Recently, the Centers for Disease Control and Prevention issued new guidelines that move the U.S. toward a model based on the Danish immunization schedule. In my opinion, this shift is a mistake. The new CDC schedule removes vaccines for hepatitis B, rotavirus, meningitis, and varicella (chickenpox) from the routine. I’ve treated the very diseases these vaccines prevent, and I believe these changes are not in the best interest of American children.
The danger of false equivalence
It is tempting for policymakers to look at a country like Denmark — with its high life expectancy and centralized care — and assume its medical protocols are a universal gold standard. But you cannot simply mirror a Danish public health policy onto the American landscape.
Denmark is a small, homogeneous country with a centralized, government-run health care system. Its infrastructure allows for a level of universal monitoring and rapid intervention that the United States, with its vast geography and fragmented private-public insurance models, simply cannot match. In Denmark, if an infant is sick, the path to care is singular and direct.
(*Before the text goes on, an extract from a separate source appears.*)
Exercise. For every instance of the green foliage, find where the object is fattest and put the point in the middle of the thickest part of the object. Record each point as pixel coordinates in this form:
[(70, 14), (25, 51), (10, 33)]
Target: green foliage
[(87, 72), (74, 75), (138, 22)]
In the United States, gaps in access mean that prevention is our most powerful — and often only — line of defense.
Seeing what we’ve forgotten
In my current practice in the United States, I do not see the rotavirus complications I saw in Denmark. I do not see the devastating neurological fallout from chickenpox or meningitis. This is not because these viruses have disappeared; it is because our comprehensive vaccine schedule has been working.
When we remove a vaccine like the meningococcal shot from the routine schedule, we aren’t just changing a line on a chart. We are inviting previously well-controlled diseases back into our high schools and colleges. Meningitis moves with terrifying speed; a healthy teenager can go from a slight fever to organ failure or death within 24 hours.
In Denmark, these deaths are accepted as occasional, tragic outliers. In the United States, they should be considered unacceptable.
My practice follows the American Academy of Pediatrics schedule because it is designed to protect children from the moment they are most vulnerable.
While the federal guidelines have shifted, our clinical recommendation has not. My colleagues and I believe that hepatitis B, rotavirus, meningitis, and varicella vaccines are essential components of pediatric health. We also remain a “big tent” practice: we are open to all patients regardless of their vaccine choices, and we prioritize open, honest dialogue with parents and accept a patient’s autonomy for their own medical decision-making.
However, my time in the Danish wards taught me that “waiting and seeing” comes with a heavy price. We should not have to witness a resurgence of preventable dehydration, encephalitis, or meningitis to remember why we started vaccinating to prevent them in the first place.
The Danish system has much to admire, but when it comes to protecting our children from infectious disease, the United States should lead, not follow.
Michael Thwing, M.D., is a pediatrician at Pediatric Partners of the Southwest and part of the Colorado Chooses Vaccines coalition. He previously served as a pediatric hospitalist in Denmark. He used AI to help organize his thoughts in this column; it was then edited by STAT staff.